Grant’s years of criticism of easy monetary policy won him fans on the more conservative side of the political spectrum—or fans of classical economics. For example, former Rep. Ron Paul, who became an unlikely dark horse presidential candidate in the 2012 Republican primary with his campaign to “audit the Fed,” cited Grant as his choice to replace Fed Chair Ben Bernanke. More recently, Grant won positive reviews from the economics establishment for his biography of Walter Bagehot, the banker and former editor of The Economist who ironically influenced much of Bernanke’s financial firefighting during the Great Recession that followed the crash. in 2008. On Sunday, Grant criticized Bernanke again.
“This idea that the Bernanke Fed came up in 2010-11, I think it’s a very bad proposition for a long time. I don’t think it’s going to work,” he said, referring to former Fed chair Ben Bernanke and QE.” The Fed, of course, is not First Republic Bankbut its balance sheet is similar to First Republic and Silicon Valley Bank, as it earns 2% of its assets and pays 4-5% of its liabilities.”
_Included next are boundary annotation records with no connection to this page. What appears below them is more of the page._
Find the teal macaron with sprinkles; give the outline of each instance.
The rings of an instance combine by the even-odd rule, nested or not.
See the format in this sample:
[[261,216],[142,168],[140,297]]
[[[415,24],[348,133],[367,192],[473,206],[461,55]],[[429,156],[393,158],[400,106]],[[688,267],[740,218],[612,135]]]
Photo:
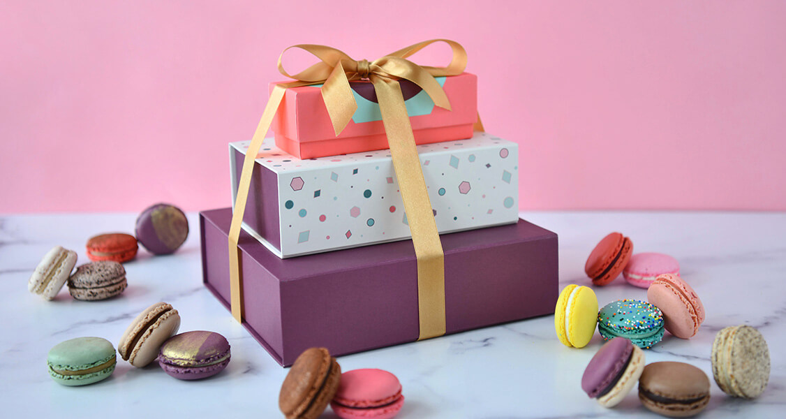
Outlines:
[[648,349],[663,338],[663,314],[646,301],[618,300],[601,309],[597,330],[604,340],[621,336]]
[[61,342],[46,357],[52,379],[68,386],[97,383],[112,375],[116,363],[115,347],[101,337],[77,337]]

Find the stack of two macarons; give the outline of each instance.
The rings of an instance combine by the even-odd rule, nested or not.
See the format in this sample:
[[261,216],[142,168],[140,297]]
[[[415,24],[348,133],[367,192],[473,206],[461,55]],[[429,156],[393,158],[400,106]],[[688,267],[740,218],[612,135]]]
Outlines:
[[404,405],[401,383],[383,369],[341,366],[324,347],[295,360],[281,384],[278,406],[287,419],[316,419],[328,404],[342,419],[391,419]]

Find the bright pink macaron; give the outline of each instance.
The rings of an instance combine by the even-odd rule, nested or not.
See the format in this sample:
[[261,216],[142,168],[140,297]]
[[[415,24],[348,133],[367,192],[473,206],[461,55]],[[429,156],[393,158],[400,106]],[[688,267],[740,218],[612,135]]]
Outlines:
[[677,259],[663,253],[637,253],[630,258],[623,276],[631,285],[648,289],[659,275],[680,274]]
[[647,290],[647,301],[663,313],[666,329],[681,339],[696,335],[704,322],[704,305],[678,275],[660,275]]
[[363,369],[341,374],[330,407],[342,419],[390,419],[404,406],[401,383],[383,369]]

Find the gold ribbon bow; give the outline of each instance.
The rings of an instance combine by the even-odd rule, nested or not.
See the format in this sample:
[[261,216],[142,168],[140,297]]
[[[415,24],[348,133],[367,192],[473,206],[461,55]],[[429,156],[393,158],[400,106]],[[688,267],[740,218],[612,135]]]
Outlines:
[[[453,58],[446,67],[420,66],[406,59],[437,42],[446,42],[453,50]],[[281,58],[292,48],[304,50],[314,55],[320,61],[297,74],[290,75],[284,69]],[[428,94],[435,105],[450,110],[447,96],[435,77],[457,75],[464,72],[466,64],[467,53],[464,47],[447,39],[432,39],[411,45],[370,63],[366,60],[353,60],[339,50],[321,45],[296,45],[281,53],[278,57],[278,71],[296,81],[277,84],[270,93],[270,98],[243,161],[243,171],[237,186],[234,212],[230,227],[232,315],[238,322],[242,322],[243,318],[242,281],[237,248],[243,214],[248,197],[254,160],[284,97],[285,91],[290,87],[322,83],[322,98],[333,129],[338,135],[349,123],[358,108],[349,82],[368,79],[373,84],[376,93],[391,149],[393,169],[399,178],[404,210],[417,258],[420,314],[418,339],[445,334],[444,255],[399,80],[406,79],[414,83]],[[479,118],[476,129],[482,130]]]

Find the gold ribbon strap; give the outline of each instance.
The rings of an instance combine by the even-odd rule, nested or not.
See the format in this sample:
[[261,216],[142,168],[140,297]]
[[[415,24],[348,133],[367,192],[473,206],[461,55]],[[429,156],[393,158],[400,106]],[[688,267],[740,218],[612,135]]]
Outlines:
[[[406,59],[437,42],[447,43],[453,50],[453,57],[446,66],[419,66]],[[297,74],[290,75],[284,69],[281,59],[284,53],[291,48],[299,48],[307,51],[320,61]],[[235,199],[234,212],[230,229],[232,314],[238,322],[242,322],[243,318],[243,292],[237,249],[241,225],[248,197],[254,160],[259,152],[263,139],[284,97],[285,90],[288,87],[322,83],[321,88],[322,98],[333,129],[338,135],[351,120],[358,108],[349,82],[367,79],[372,82],[376,92],[382,121],[391,149],[393,168],[399,179],[415,255],[417,257],[417,297],[420,315],[418,339],[445,334],[444,256],[399,80],[404,79],[414,83],[428,94],[435,105],[450,110],[450,103],[447,96],[435,77],[457,75],[464,71],[466,64],[467,53],[464,48],[457,42],[446,39],[419,42],[370,63],[366,60],[359,61],[353,60],[335,48],[320,45],[296,45],[281,53],[278,57],[278,71],[297,81],[277,85],[270,94],[270,99],[243,161],[243,171],[237,187],[237,196]],[[482,130],[479,117],[477,127],[480,127]]]

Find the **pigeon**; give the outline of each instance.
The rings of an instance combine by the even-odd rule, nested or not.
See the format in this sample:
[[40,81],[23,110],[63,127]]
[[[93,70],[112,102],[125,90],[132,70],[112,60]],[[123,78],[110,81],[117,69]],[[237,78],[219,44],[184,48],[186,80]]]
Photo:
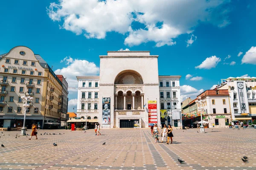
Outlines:
[[183,163],[184,162],[185,162],[185,161],[182,161],[182,160],[180,160],[180,159],[178,159],[178,162],[180,162],[180,164],[183,164]]
[[241,159],[242,159],[242,161],[244,162],[244,163],[246,163],[246,162],[249,162],[249,161],[247,161],[247,160],[244,159],[243,159],[242,158],[241,158]]

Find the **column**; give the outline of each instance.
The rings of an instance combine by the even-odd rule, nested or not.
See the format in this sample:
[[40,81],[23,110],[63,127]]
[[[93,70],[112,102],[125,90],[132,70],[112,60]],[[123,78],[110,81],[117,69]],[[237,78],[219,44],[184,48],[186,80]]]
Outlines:
[[126,110],[126,102],[125,102],[125,96],[126,96],[127,94],[123,94],[124,96],[124,110]]
[[115,110],[117,109],[117,95],[118,94],[115,94]]
[[131,94],[132,96],[132,110],[134,110],[135,107],[135,94]]
[[141,109],[143,110],[144,106],[144,94],[140,94],[140,96],[141,96]]

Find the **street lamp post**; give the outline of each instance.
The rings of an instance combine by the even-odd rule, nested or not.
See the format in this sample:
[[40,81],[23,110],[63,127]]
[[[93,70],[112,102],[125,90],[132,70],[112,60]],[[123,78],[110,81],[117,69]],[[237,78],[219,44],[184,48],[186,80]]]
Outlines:
[[200,133],[205,133],[204,128],[203,126],[203,112],[204,111],[204,107],[203,107],[203,102],[201,100],[201,97],[199,96],[198,99],[195,101],[195,103],[198,105],[198,112],[200,112],[201,113],[201,126],[200,127]]
[[87,130],[87,113],[88,113],[88,110],[85,110],[85,113],[86,113],[86,122],[85,122],[85,128],[84,128],[85,130]]
[[23,101],[25,102],[23,105],[23,107],[24,108],[24,121],[23,121],[23,127],[20,129],[20,135],[26,135],[26,129],[25,128],[25,123],[26,122],[26,109],[30,105],[29,104],[28,104],[28,102],[31,102],[33,100],[33,97],[30,97],[29,96],[28,93],[26,93],[25,96],[22,96],[20,98],[23,100]]

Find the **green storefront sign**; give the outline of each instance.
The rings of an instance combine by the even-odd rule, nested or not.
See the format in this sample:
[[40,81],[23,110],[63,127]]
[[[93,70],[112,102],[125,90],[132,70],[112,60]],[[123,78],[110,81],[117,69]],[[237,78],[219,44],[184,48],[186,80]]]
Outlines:
[[221,115],[221,116],[216,116],[216,118],[226,118],[226,116],[225,115]]

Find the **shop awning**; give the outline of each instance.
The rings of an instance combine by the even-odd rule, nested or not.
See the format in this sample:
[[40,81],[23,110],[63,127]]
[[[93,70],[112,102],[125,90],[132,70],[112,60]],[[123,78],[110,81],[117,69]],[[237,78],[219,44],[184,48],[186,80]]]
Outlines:
[[233,120],[251,120],[252,118],[250,117],[244,117],[244,118],[236,118]]

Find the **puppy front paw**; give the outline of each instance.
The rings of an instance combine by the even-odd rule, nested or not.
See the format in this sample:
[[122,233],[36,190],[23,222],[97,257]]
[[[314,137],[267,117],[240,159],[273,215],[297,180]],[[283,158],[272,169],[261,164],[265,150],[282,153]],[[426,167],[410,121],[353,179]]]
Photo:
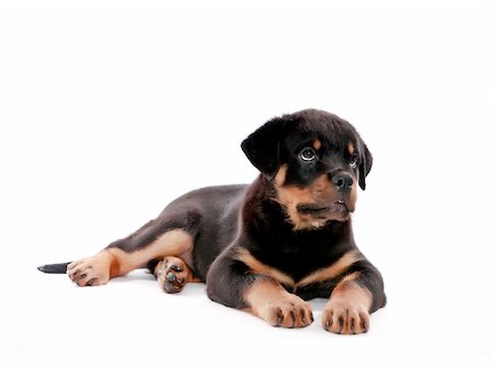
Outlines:
[[293,294],[270,301],[257,314],[271,325],[280,327],[306,327],[313,322],[310,304]]
[[351,300],[329,300],[323,314],[322,325],[336,334],[366,333],[369,329],[369,313],[365,306]]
Extended periods of near-zero interest rates may also stimulate increased government spending, as low rates prevent interest payments on the national debt. But now, the rates are increasing, and the legislators hit on $31.4 trillion The debt ceiling at a time of growing political divisiveness, there is growing concern that the US may not be able to pay its bills—which Grant sees as at least partly a result of the Fed’s policies.
So, for Grant: “The last 10 or 12 years in terms of Fed policy and general interest rate suppression” laid the groundwork for the most recent problems in the regional bank and “game in debt.”
For investors, Grant says this means gold—the world’s oldest safe haven—is the only thing worth owning. Like his friend and supporter Ron Paul, Grant has long been known in the financial world as a “gold bug,” who thinks President Richard Nixon’s decision in 1971 to abandon the gold standard was a mistake, which opens the door to a Fed run amok. And even now, with the Fed raising rates, he fears inflation will continue to be an issue, making gold an expensive asset. Like a fire in a coal mine, we may not always see inflation, but it is always burning, he said.
“I’m somewhat of a broken record on gold,” Grant told Schiff Gold in July interviews. “I’m going to continue this broken record and see that people still don’t understand the fundamental inherent weaknesses of the financial system that has been in place since 1971.”